Wichita isn’t unique in Kansas: Schools in Olathe, Kansas City, Eudora, Desoto, Manhattan-Ogden, Bonner Springs, and El Dorado have also had recent closures because of high COVID-19 rates.

In Alabama, one in four students were on remote learning last week, and many schools in the state remained remote in the days following Martin Luther King Day. Elmore County, Alabama, was returning to in-person school on Tuesday, but anticipated school bus delays “due to a shortage of drivers and substitute drivers. This situation may continue for the duration of the COVID spike.”

Two school districts in Hancock County, Indiana, have shifted to distance learning, one of them with a staff absence rate hitting 19%. Schools didn’t even have enough teachers to do remote teaching; rather, students were accessing assignments online and doing them from home. But hey, a day of canceled school plus a long weekend plus the Centers for Disease Control and Prevention’s revised five-day isolation period means teachers should be coming back.

“The nice thing with the five days is that we can get teachers back to work sooner,” a school official said. Yeah, gee, really nice.

Two districts in the San Antonio, Texas, area closed for part or all of the week, with one saying the closure would give students and staff time to “restore their health.”

”Closing schools is a difficult decision to make, and I apologize for any inconvenience that this may cause. However, to mitigate the spread of this virus has lead us to this decision,” said the superintendent of the other district. "As able, our teachers will be providing educational resources for the next two days or until this school closure ends.”

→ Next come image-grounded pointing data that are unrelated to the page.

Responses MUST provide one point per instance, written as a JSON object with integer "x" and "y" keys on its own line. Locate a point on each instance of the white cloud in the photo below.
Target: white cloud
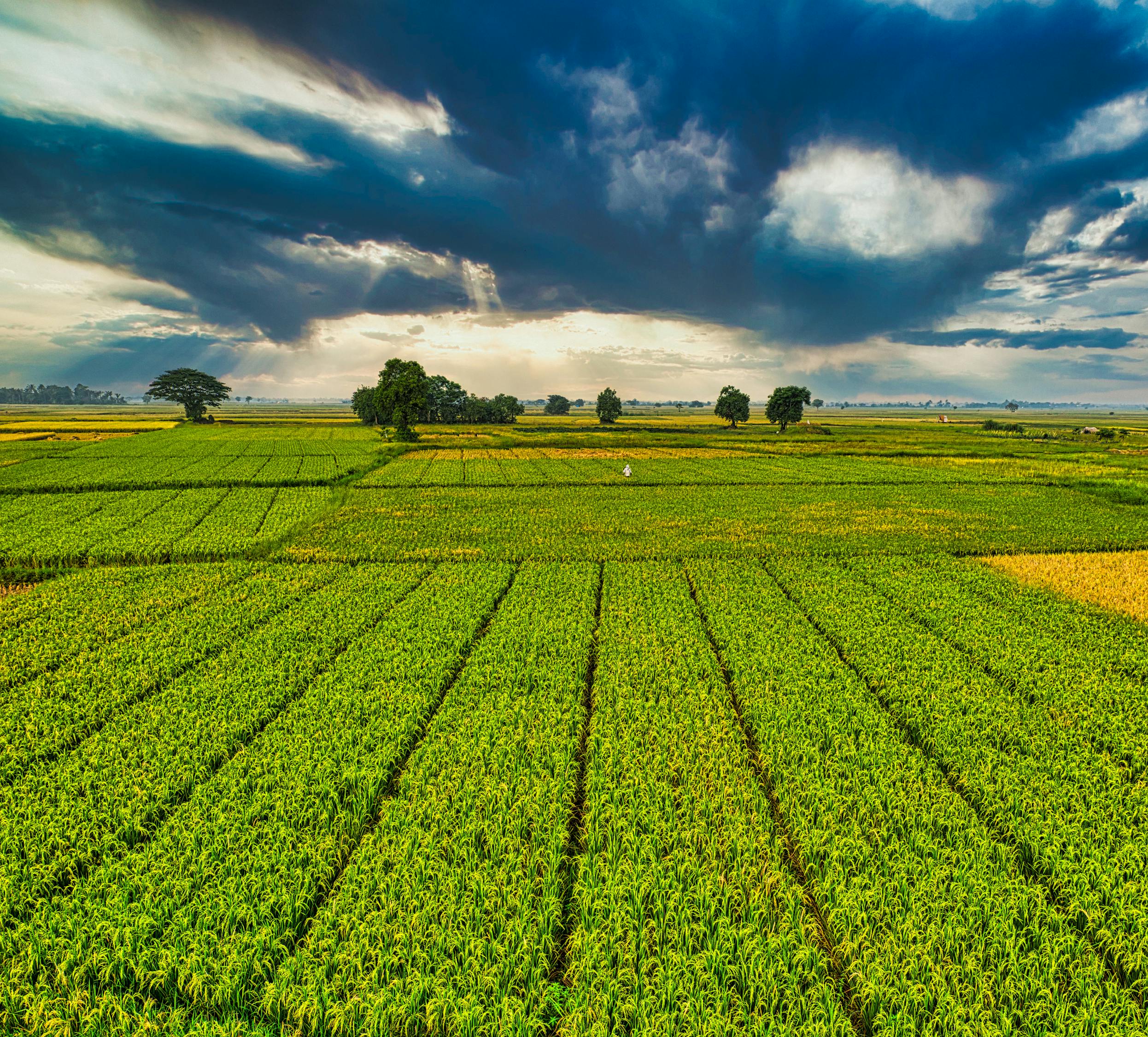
{"x": 1108, "y": 128}
{"x": 198, "y": 84}
{"x": 875, "y": 205}
{"x": 965, "y": 10}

Neither district requires masks in schools.

Schools in Fulton, Missouri, were closed Tuesday, with at least one potentially remaining closed Wednesday.

The school superintendent in Couer d’Alene, Idaho, recently warned parents to be prepared for schools to temporarily close after a week in which one in six teachers needed a substitute, and on at least one day, only 60% of teacher absences could be covered by the available substitutes.

These are not states in which either Democrats or unions have a tight grip on policy. And indeed, school closures or temporary transitions to virtual learning are not a matter of policy right now. They are a matter of numbers: the number of teachers and staff (very much including bus drivers) either sick or quarantined, the number of students either sick or quarantined. Yet the steady stream of local news stories about these closures is met with a loud debate in the national media over whether schools should go remote and who is to blame when they do. (The virus. The virus is to blame.) Virtually nobody—or, to be specific, a majority of absolutely no group—thinks that remote learning is ideal for kids. Or for teachers, for that matter. The question is what is safe and, lately, what is even possible under the circumstances. Anyone who wants to talk about schools without acknowledging the reality should face serious questions about their motives.